A escassez de testes, máscaras faciais e ventiladores em áreas afetadas pela pandemia de coronavírus mostra como falhas logísticas podem ameaçar a qualidade dos cuidados de saúde e a suscetibilidade de danos aos trabalhadores do hospital.

Idealmente, o gerenciamento de logística de desastres deve ser um papel federal. O governo federal tem maior acesso a suprimentos e autoridade para reunir recursos. A abordagem mais eficaz é o controle centralizado da cadeia de suprimentos e uma estrutura de comando unificada, muito em a maneira como a Agência de Logística de Defesa apoia operações militares. Requer consciência total de onde obter suprimentos e onde eles são necessários, e a capacidade de alterar as cadeias de suprimentos tradicionais quando necessário.

Muitos estudos de caso ilustram o sucesso dessa abordagem e os riscos de não usá-la. Durante o ataque terrorista de 2001 ao Pentágono, o Corpo de Bombeiros do Condado de Arlington rapidamente estabeleceu um comando unificado com outras agências. As equipes de emergência em cena sabiam quem estava no comando e poderiam se coordenar de maneira eficaz. Por outro lado, a resposta desorganizada ao furacão Katrina em 2005 deixou dezenas de milhares de pessoas sem suprimentos básicos.

Mudando a maneira como as empresas operam

O gerenciamento de inventário é talvez o desafio mais difícil. Em nossa economia global, as empresas têm se concentrado predominantemente em reduzir custos para permanecerem competitivas.

As empresas respondem mantendo o estoque o mais baixo possível, confiando na cadeia de suprimentos para fazer entregas just-in-time para atender às necessidades de produção e serviço. Há pouca ou nenhuma capacidade de adaptação no sistema - o excesso de recursos que eles poderiam usar quando um desastre ocorre.

A criação dessa capacidade adaptativa exigirá uma mudança radical na forma como as empresas operam, com a estratégia de cortar custos ao máximo substituída por uma abordagem mais racional de ter consciência de custos, mantendo um estoque suficiente para atender às necessidades da sociedade.

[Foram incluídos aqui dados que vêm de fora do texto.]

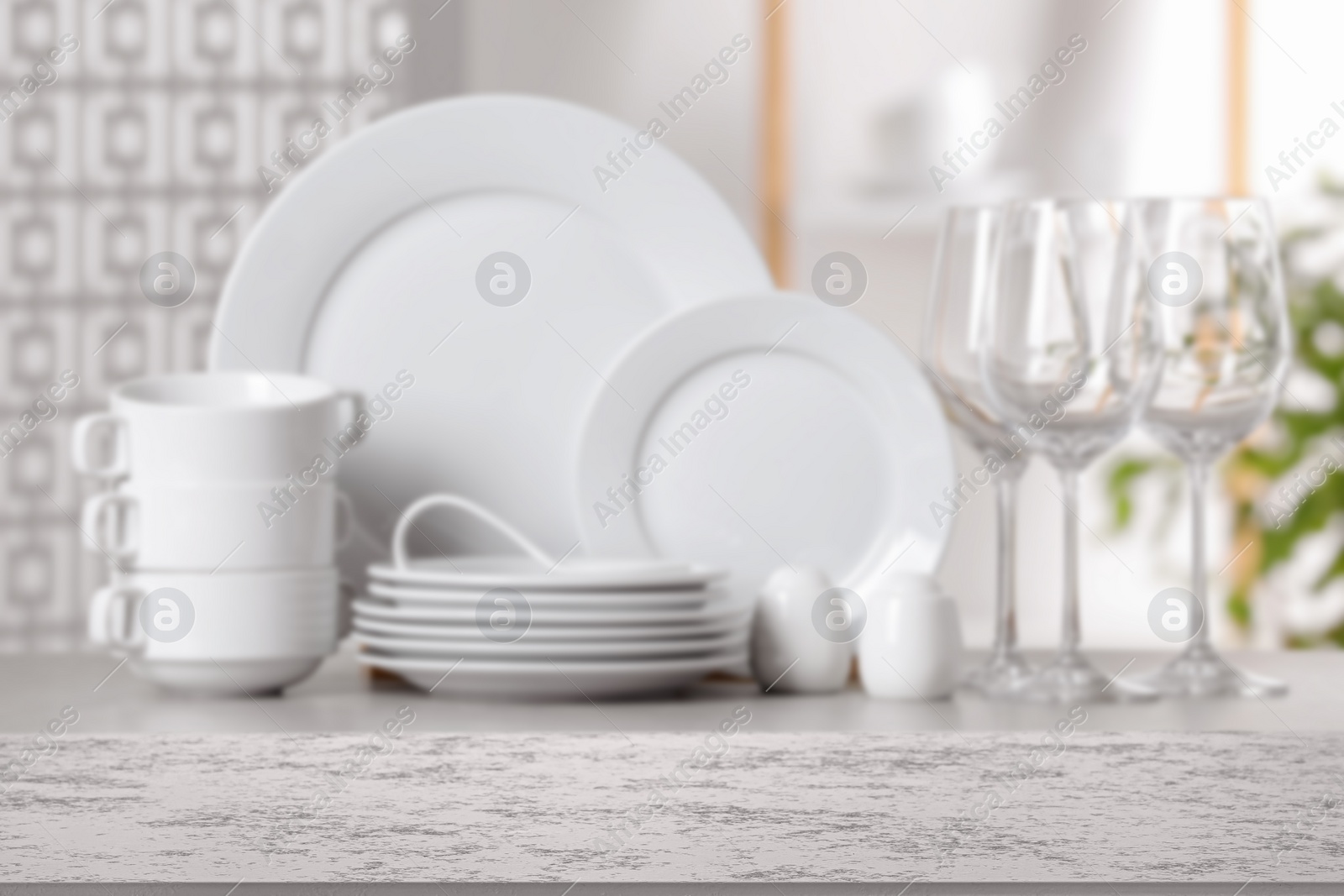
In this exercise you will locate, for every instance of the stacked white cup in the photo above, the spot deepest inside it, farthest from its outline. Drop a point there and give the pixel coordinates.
(219, 526)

Agora é a hora de reconhecer como se tornar resiliente ao enfrentar vários desastres simultaneamente. Existe um famoso comercial de filtros de óleo em que um mecânico de automóveis, discutindo o custo da substituição de um filtro de óleo em oposição ao custo do reparo do motor, adiando essa decisão, declara: "Você pode me pagar agora ... ou você pode me pagar mais tarde. ” Mais tarde não é mais uma opção.

Sobre o autor

Mark Abkowitz, professor de engenharia civil e ambiental e diretor do Vanderbilt Center for Environmental Management Studies, Vanderbilt University

Este artigo foi republicado a partir de A Conversação sob uma licença Creative Commons. Leia o artigo original.